To investigate the utility of an individualized chemo/immunotherapy regimen of intravesical therapy based on the results of an assessment of in vitro cytotoxicity.

PATIENTS AND METHODS

Intravesical adjuvant chemo/immunotherapy was given to 47 patients based on the results of in vitro cytotoxicity assay of the responses of cultured autologous tumour cells to various cytotoxic drugs (mitomycin-C, doxorubicin and cisplatin) and immunomodulating agents (bacillus Calmette-Guérin, BCG and interferon-alpha2b). Intravesical therapy was given as single- or double-drug regimens according to the assay results: 16 (34%) patients showed cytotoxicity to a single drug and 31 (66%) showed maximum cytotoxicity to a combination of immunomodulators and cytotoxic agents.
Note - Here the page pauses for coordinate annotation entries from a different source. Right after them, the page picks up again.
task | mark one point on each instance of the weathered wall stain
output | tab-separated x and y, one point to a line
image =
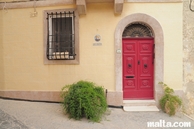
188	59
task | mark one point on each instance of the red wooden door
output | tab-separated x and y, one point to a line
138	68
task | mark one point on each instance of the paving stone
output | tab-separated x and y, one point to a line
36	115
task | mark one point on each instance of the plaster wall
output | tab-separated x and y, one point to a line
21	49
188	58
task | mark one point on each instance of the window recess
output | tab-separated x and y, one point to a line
61	36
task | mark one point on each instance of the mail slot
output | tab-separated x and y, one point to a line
129	76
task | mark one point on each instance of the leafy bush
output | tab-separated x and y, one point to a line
169	102
84	99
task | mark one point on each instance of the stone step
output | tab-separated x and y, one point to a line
140	108
140	105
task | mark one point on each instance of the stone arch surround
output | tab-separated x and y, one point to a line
159	51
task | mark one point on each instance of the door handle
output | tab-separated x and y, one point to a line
129	65
129	76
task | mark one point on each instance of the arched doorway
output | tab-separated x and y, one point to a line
156	28
138	62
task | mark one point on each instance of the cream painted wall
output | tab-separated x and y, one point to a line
21	49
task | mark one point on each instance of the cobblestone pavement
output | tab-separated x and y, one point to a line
36	115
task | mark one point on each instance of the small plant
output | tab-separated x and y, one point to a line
169	102
84	99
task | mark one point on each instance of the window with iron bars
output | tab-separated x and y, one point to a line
61	36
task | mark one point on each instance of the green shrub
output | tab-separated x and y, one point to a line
169	102
84	99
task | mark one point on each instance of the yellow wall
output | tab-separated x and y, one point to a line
21	47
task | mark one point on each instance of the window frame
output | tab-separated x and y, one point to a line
76	32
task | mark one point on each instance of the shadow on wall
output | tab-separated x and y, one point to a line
1	54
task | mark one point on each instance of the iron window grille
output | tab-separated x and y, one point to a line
61	36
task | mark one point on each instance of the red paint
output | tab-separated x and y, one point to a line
138	68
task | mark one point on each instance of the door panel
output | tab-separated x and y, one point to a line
138	68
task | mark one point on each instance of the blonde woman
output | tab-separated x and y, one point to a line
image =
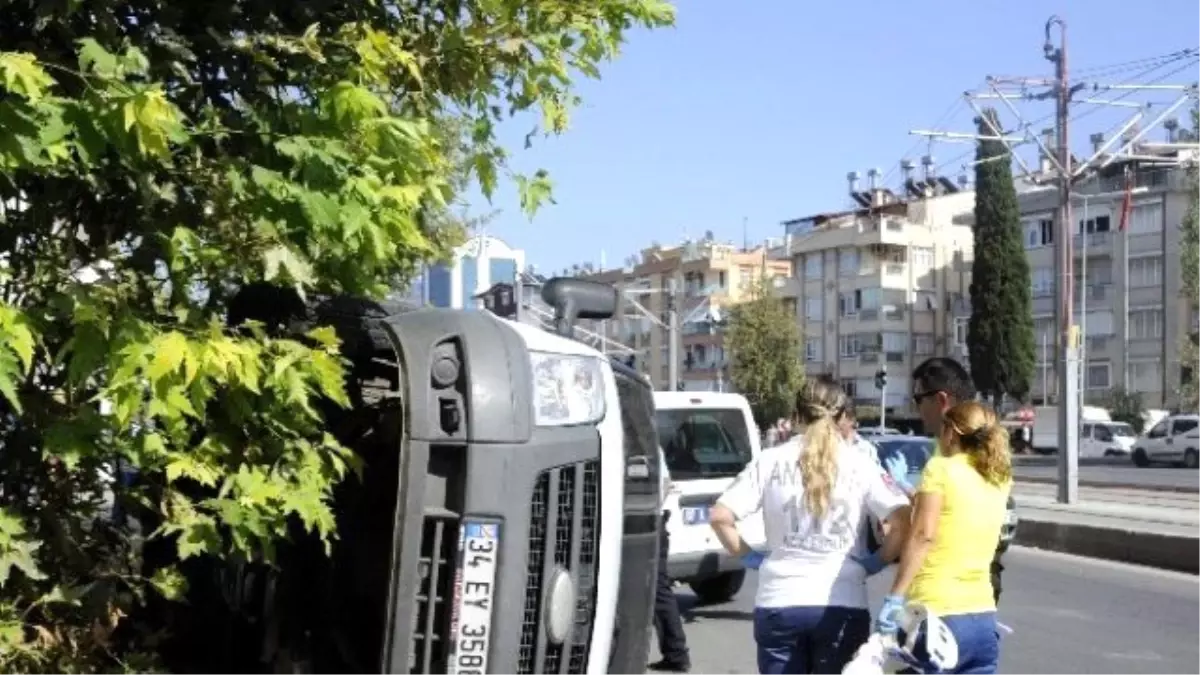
815	493
946	565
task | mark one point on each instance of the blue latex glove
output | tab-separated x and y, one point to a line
871	563
898	469
887	622
754	560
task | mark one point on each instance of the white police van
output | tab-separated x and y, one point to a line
707	440
489	532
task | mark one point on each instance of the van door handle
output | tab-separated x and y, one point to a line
637	467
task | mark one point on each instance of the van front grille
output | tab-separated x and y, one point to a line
564	531
436	591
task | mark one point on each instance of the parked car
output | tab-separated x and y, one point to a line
1175	440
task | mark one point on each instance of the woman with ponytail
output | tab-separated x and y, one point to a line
815	493
957	520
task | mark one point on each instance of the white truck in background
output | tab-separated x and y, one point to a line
1099	436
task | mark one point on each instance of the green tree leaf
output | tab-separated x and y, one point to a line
157	171
763	341
1000	332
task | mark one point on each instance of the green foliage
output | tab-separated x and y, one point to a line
157	156
1127	406
1189	273
1000	333
766	358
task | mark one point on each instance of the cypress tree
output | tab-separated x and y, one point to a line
1000	334
1189	273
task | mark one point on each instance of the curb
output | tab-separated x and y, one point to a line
1176	553
1117	485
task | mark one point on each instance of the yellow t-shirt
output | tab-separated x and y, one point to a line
955	577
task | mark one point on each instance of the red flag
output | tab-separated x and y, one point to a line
1127	202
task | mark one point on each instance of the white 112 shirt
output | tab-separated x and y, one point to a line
808	559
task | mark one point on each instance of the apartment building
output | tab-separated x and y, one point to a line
709	278
1127	284
883	285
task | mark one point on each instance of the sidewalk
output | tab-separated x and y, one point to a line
1141	527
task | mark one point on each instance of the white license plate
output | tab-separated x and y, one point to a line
474	591
695	515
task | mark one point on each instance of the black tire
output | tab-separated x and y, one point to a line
1140	459
720	589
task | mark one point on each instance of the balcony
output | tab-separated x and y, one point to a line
1093	292
1097	243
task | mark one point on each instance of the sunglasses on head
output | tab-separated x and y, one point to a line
922	395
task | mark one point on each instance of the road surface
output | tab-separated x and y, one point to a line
1069	616
1111	473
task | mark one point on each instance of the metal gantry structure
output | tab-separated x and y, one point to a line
1065	174
670	323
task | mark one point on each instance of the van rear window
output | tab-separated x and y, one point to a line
703	442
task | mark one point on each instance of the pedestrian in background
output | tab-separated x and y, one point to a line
960	508
815	494
667	621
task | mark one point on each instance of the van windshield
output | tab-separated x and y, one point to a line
703	442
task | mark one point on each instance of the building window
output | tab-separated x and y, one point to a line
895	342
849	346
1095	225
847	386
813	267
922	258
502	270
1043	281
1039	233
814	309
1145	376
960	332
869	298
1146	219
813	350
847	303
1145	324
1099	375
924	300
1146	272
923	344
847	262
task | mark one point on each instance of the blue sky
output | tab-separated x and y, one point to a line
760	112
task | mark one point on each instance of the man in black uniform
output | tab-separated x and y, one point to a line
667	622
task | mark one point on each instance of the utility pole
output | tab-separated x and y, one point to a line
1125	144
672	338
1068	334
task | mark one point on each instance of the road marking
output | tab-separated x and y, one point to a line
1068	559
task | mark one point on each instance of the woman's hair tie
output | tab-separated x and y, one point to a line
976	438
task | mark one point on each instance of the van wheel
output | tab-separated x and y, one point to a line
719	589
1139	459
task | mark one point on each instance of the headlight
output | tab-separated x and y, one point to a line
568	389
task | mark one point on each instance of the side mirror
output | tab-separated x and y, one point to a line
577	298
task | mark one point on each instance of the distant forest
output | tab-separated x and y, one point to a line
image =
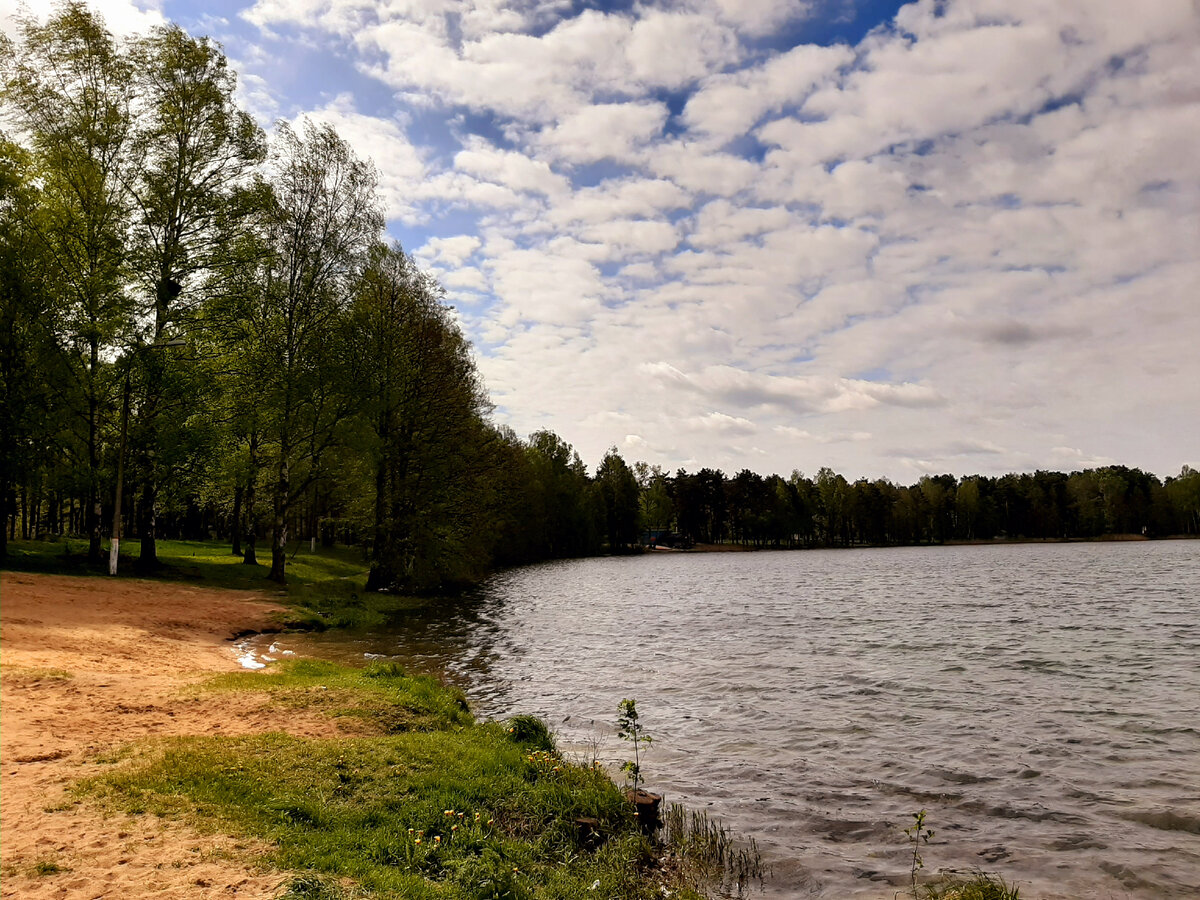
205	335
The efficacy of treatment in terms of tumour-free survival and recurrence rate was compared with 40 patients receiving intravesical BCG according to International Protocol (control group).

RESULTS

In the in vitro assay group, seven patients (15%) had tumour recurrence, compared to 15 (38%) in the control group (P = 0.02). In the in vitro group, one of 16 patients on a single drug and six on the double-drug regimen had a recurrence. The patients given BCG with cytotoxic drugs had no recurrences, but 29% of patients given interferon-alpha2b combinations had recurrences. Kaplan-Meier analysis showed a longer recurrence-free survival in the in vitro group (75%) than in the control group (49%) at 48 months of follow-up.

CONCLUSION

Intravesical therapy based on an in vitro cytotoxicity assay is an attempt to give individualized therapy, and to increase tumour-free survival in these patients, with no side-effects. Recurrences in seven patients in the in vitro group might be due to a defective host immune response, or to expansion of a subclone of tumour cells resistant to all treatment.